One of the primary reasons emerging markets stocks and exchange traded funds are struggling this year is slumping Chinese shares. Some traders are forecasting more declines for Chinese equities, which could benefit the Direxion Daily FTSE China Bear 3X ETF (YANG) .
YANG looks to deliver triple the daily inverse returns of the FTSE China 50 Index (TXIN0UNU).

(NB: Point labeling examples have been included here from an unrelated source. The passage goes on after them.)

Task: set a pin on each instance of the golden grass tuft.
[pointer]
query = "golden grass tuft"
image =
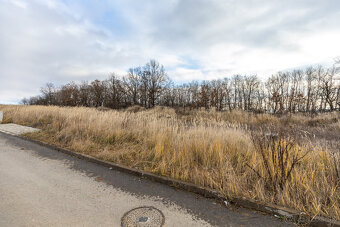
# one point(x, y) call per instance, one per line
point(211, 149)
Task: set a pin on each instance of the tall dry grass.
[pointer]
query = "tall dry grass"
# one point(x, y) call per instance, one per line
point(214, 150)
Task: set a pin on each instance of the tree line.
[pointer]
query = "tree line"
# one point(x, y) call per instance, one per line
point(313, 89)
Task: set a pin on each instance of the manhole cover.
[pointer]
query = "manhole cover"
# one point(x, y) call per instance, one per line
point(143, 217)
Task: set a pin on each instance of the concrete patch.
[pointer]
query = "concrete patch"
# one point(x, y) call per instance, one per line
point(14, 129)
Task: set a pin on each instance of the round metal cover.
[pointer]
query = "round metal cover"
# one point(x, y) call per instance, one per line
point(143, 217)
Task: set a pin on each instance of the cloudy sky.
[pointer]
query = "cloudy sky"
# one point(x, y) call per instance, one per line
point(73, 40)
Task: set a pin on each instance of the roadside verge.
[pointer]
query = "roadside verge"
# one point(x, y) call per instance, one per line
point(280, 212)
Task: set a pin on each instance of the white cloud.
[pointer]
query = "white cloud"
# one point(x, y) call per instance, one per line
point(60, 41)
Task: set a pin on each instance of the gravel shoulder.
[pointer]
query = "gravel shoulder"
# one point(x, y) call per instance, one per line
point(43, 187)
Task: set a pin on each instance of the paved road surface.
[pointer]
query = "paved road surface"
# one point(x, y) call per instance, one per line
point(42, 187)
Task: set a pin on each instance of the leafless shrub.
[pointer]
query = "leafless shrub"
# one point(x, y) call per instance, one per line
point(279, 154)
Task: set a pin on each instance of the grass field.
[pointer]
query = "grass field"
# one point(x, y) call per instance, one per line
point(289, 160)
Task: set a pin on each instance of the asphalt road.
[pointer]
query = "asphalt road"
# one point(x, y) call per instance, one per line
point(43, 187)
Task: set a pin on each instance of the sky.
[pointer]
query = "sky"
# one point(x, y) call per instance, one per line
point(60, 41)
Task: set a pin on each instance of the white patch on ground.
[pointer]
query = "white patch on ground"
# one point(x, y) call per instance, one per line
point(37, 191)
point(14, 129)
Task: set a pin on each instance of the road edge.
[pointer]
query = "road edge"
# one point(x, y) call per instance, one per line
point(277, 211)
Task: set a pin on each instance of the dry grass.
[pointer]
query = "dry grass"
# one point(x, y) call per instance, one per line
point(211, 149)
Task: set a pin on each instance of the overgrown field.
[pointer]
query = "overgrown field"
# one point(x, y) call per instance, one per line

Recently, the world's second-largest economy's latest gross domestic product numbers showed that economic growth slowed to 6.5% year-over-year in the third quarter, missing expectations of 6.6%.
The jitters in the country’s markets could put China in a precarious position if trade wars persist with the United States, However, a white paper published by China last month revealed that the country can economically withstand the effects of a long, drawn-out trade war between the two economic superpowers, but it took extra measures for preparation when the Chinese central bank cut the amount of reserves held by banks.
Although it retreated Wednesday, YANG surged more than 26% in October.
Some traders are concerned about the growing divergence between U.S. and Chinese stocks.
“We have seen a lot of weakness recently, but the divergence that's been occurring between the S&P 500 and China is significant," Todd Gordon of TradingAnalysis.com said in an interview with CNBC. “And it actually goes back prior to this period of tariffs that are being applied.”
Some traders are taking contrarian views of Chinese stocks. YANG's bullish counterpart, the Direxion Daily FTSE China Bull 3X ETF (YINN) , is averaging daily inflows of $1.14 million over the past month, according to Direxion data. Over the same period, inflows to the bearish YANG are just over $91,000 per day.
“Despite a rough October, U.S. stocks have held up significantly better than their Chinese counterparts. In just this month alone, the large-cap Chinese stock-tracking ETF (FXI) has plunged 10 percent, amplifying the 'monster divergence' Gordon said has been occurring virtually all through 2018,” according to CNBC.